The bootloader is a small piece of software that we've burned onto the chips that come with your Arduino boards. It allows you to upload sketches to the board without external hardware.

When you reset the Arduino board, it runs the bootloader (if present). The bootloader pulses digital pin 13 (you can connect an LED to make sure that the bootloader is installed). The bootloader then waits a few seconds for commands or data to arrive from the the computer. Usually, this is a sketch that the bootloader writes to the flash memory on the ATmega8 chip. A few seconds later, the bootloader launches the newly-uploaded program. If no data arrives from the computer, the bootloader launches whatever program was last uploaded onto the chip. If the chip is still "virgin" the bootloader is the only program in memory and will start itself again.

Why are we using a bootloader?

The use of a bootloader allows us to avoid the use of external hardware programmers. (Burning the bootloader onto the chip, however, requires one of these external programmers.)

Not using a bootloader

If you want to use the full program space (flash) of the chip or avoid the bootloader delay, you can burn your sketches using an external programmer.

Burning the Bootloader

To burn the bootloader, you'll need to buy an AVR-ISP (in-system programmer) or build a ParallelProgrammer. The programmer should be connected to the ICSP pins (the 2 by 3 pin header) - make sure you plug it in the right way. The board must be powered by an external power supply or the USB port.

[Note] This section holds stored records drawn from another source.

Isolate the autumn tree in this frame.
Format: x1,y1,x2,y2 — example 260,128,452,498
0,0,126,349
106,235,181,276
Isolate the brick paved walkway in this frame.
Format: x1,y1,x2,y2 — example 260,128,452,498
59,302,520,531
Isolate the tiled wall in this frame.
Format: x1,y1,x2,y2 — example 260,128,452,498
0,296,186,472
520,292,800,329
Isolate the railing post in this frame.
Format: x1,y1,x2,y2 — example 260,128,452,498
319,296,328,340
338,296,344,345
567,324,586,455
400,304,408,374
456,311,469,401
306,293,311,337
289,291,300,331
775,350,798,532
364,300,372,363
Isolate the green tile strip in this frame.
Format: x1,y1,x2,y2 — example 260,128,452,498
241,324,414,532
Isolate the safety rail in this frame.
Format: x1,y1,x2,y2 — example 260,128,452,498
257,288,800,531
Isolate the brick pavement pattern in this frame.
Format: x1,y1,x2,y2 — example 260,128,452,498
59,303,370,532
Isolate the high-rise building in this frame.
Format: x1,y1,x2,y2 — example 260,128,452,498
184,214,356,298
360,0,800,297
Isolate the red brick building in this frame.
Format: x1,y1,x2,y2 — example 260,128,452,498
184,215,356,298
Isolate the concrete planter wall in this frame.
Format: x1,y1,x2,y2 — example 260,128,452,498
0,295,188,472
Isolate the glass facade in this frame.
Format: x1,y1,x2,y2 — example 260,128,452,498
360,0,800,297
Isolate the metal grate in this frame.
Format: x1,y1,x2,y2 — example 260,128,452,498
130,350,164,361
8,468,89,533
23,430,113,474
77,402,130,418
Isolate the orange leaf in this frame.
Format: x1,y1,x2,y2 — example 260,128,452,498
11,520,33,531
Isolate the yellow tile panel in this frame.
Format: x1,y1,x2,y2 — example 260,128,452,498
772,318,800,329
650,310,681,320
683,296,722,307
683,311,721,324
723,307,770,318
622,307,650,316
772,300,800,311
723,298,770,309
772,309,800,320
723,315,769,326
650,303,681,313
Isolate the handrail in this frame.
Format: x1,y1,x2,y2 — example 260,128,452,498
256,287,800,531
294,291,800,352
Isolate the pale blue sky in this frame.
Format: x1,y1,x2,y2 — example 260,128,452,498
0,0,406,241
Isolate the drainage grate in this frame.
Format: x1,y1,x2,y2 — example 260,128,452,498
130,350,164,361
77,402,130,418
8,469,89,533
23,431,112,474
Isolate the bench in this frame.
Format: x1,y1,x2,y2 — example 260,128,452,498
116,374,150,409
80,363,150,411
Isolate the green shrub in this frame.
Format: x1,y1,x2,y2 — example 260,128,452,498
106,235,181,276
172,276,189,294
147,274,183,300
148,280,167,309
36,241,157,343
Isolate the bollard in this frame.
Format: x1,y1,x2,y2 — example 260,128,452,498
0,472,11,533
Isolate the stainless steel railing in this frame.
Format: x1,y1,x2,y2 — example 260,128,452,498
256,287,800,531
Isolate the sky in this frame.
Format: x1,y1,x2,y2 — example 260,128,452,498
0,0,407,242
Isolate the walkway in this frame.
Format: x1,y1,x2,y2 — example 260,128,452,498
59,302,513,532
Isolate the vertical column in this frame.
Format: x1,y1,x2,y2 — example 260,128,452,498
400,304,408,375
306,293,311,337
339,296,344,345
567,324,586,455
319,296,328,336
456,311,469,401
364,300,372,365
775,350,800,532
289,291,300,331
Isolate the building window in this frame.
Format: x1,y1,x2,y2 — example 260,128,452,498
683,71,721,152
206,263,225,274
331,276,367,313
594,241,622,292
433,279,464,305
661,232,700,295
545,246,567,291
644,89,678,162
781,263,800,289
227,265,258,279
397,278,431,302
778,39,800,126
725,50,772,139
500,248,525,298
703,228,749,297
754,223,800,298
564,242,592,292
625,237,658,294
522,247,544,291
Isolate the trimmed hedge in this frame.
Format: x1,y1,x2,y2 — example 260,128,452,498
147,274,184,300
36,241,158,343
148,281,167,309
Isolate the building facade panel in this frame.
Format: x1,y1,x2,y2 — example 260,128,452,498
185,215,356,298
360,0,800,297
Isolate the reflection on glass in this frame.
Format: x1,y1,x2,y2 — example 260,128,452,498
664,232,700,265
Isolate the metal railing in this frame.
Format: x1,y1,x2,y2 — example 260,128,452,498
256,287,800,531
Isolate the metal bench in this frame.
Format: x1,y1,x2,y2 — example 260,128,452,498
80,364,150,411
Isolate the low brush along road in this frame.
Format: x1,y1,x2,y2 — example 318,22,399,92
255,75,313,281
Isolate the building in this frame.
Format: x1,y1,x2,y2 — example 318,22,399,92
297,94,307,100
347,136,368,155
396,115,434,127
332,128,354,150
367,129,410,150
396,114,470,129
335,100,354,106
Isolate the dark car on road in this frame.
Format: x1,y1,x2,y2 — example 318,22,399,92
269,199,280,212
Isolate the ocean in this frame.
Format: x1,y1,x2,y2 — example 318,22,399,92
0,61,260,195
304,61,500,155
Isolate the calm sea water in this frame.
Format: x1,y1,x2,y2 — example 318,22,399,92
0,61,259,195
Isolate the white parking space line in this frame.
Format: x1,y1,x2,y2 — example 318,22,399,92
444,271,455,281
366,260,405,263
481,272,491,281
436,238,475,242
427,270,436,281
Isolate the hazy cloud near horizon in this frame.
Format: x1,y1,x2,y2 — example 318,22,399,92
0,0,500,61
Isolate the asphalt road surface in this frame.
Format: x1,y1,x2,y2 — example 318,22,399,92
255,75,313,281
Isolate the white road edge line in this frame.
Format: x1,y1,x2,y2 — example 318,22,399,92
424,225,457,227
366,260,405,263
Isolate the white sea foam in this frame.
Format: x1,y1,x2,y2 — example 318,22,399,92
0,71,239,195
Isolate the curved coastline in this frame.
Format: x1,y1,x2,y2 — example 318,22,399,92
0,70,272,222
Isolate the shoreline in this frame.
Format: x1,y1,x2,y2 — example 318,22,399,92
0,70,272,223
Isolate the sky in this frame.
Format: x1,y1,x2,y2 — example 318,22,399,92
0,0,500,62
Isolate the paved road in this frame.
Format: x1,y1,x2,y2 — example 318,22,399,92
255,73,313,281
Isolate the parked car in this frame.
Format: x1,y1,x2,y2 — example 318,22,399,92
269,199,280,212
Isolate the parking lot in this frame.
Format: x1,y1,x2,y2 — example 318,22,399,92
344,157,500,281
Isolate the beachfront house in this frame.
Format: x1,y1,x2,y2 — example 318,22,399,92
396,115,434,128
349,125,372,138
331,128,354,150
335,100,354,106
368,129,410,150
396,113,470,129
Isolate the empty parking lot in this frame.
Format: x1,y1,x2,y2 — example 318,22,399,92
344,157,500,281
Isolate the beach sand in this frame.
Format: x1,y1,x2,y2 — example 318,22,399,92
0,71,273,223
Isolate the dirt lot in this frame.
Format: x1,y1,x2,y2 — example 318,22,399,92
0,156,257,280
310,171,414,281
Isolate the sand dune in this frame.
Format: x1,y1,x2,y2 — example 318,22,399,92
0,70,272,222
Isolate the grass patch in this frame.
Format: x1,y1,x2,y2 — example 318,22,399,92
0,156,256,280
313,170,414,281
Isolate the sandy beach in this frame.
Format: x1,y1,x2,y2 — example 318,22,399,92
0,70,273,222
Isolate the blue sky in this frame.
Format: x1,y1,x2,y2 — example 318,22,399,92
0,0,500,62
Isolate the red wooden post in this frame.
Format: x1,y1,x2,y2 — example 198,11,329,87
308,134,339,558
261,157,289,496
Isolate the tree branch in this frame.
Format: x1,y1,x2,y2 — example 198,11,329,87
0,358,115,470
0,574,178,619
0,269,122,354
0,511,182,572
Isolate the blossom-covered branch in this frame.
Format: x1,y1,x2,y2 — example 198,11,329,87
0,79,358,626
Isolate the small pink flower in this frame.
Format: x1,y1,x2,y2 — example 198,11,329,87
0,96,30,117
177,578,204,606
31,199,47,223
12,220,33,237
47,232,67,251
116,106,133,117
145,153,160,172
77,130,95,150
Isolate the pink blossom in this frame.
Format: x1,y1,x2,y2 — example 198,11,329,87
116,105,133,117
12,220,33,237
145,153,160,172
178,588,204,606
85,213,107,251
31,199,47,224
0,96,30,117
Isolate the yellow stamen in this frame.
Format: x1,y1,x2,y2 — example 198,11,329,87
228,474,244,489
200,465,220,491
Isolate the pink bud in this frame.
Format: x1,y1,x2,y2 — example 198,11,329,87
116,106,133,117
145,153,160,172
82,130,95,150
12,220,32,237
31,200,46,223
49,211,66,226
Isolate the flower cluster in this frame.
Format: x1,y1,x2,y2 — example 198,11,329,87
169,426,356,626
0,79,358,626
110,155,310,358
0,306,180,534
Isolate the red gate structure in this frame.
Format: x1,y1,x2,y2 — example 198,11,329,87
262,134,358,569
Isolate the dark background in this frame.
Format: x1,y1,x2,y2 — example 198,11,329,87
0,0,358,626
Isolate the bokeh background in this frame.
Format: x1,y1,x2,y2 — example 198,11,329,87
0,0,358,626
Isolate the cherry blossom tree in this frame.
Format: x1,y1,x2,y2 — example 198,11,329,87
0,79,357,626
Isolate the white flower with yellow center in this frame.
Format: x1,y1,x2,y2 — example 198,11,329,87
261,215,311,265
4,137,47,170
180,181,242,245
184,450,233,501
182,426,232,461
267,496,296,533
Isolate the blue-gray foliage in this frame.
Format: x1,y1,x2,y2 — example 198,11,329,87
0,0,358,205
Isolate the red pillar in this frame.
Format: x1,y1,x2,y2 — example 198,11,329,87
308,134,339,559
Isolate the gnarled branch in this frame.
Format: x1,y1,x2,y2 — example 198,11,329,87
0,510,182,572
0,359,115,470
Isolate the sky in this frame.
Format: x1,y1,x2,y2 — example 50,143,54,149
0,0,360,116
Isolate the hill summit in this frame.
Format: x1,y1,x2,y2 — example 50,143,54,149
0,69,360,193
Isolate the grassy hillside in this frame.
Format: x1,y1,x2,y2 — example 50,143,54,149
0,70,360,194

Then, just launch the "Burn Bootloader" (for AVR-ISP) or "Burn Bootloader Parallel" command from the Tools menu of the Arduino environment. Burning the bootloader may take 15 seconds or more, so be patient.

It still doesn't work! (parallel programmer on Windows XP)

Windows XP may be polling your parallel port and disrupting the bootloader burning process. You'll need this registry patch:

 
[HKEY_LOCAL_MACHINE\SYSTEM\ControlSet001\Services\Parport\Parameters]
"DisableWarmPoll"=dword:00000001

See this forum thread for details.

Note for older boards.

Newer versions of the bootloader communicate with the computer at 19200 baud; older versions use 9600 baud. In order to successfully upload programs to the board, this rate needs to match the serial.download_rate in your preferences.txt file (which defaults to 19200). See the FAQ? for instructions on changing it.

How does it work?

A precompiled bootloader (.hex file) comes with the Arduino environment; it communicates at 19200 baud (but see the note for older boards above). The "Burn Bootloader" commands in the Arduino environment use an open-source tool, uisp. There are four steps (each a separate call to uisp): unlocking the bootloader section of the chip, setting the the fuses on the chip, uploading the bootloader code to the chip, and locking the bootloader section of the chip. These are controlled by a number of preferences in the Arduino preferences file:

  • bootloader.programmer (default value: stk500) is the protocal used by the bootloader.

  • bootloader.unlock_bits (default value: 0xFF) is the value to write to the ATmega8 lock byte to unlock the bootloader section.

  • bootloader.high_fuses (default value for an ATmega8 on an Arduino board: 0xca) is the value to write to the high byte of the ATmega8 fuses.

  • bootloader.low_fuses (default value for an ATmega8 on an Arduino board: 0xdf) is the value to write to the low byte of the ATmega8 fuses.

  • bootloader.path (default value: bootloader) is the path (relative to the Arduino application directory) containing the precompiled bootloader.

  • bootloader.file (default value: ATmegaBOOT.hex) is the name of the file containing the precompiled bootloader code (in bootloader.path).

  • bootloader.lock_bits (default value: 0xCF) is the value to write to the ATmega8 lock byte to lock the bootloader section (so it doesn't get accidently overwritten when you upload a sketch).

Source Code

The bootloader source code is available.

For historical reasons we maintain the following link, that will give you access to the release of the bootloader's source code we used in the first prototype we made, it is including two batch files to do the compilation and download of it under windows.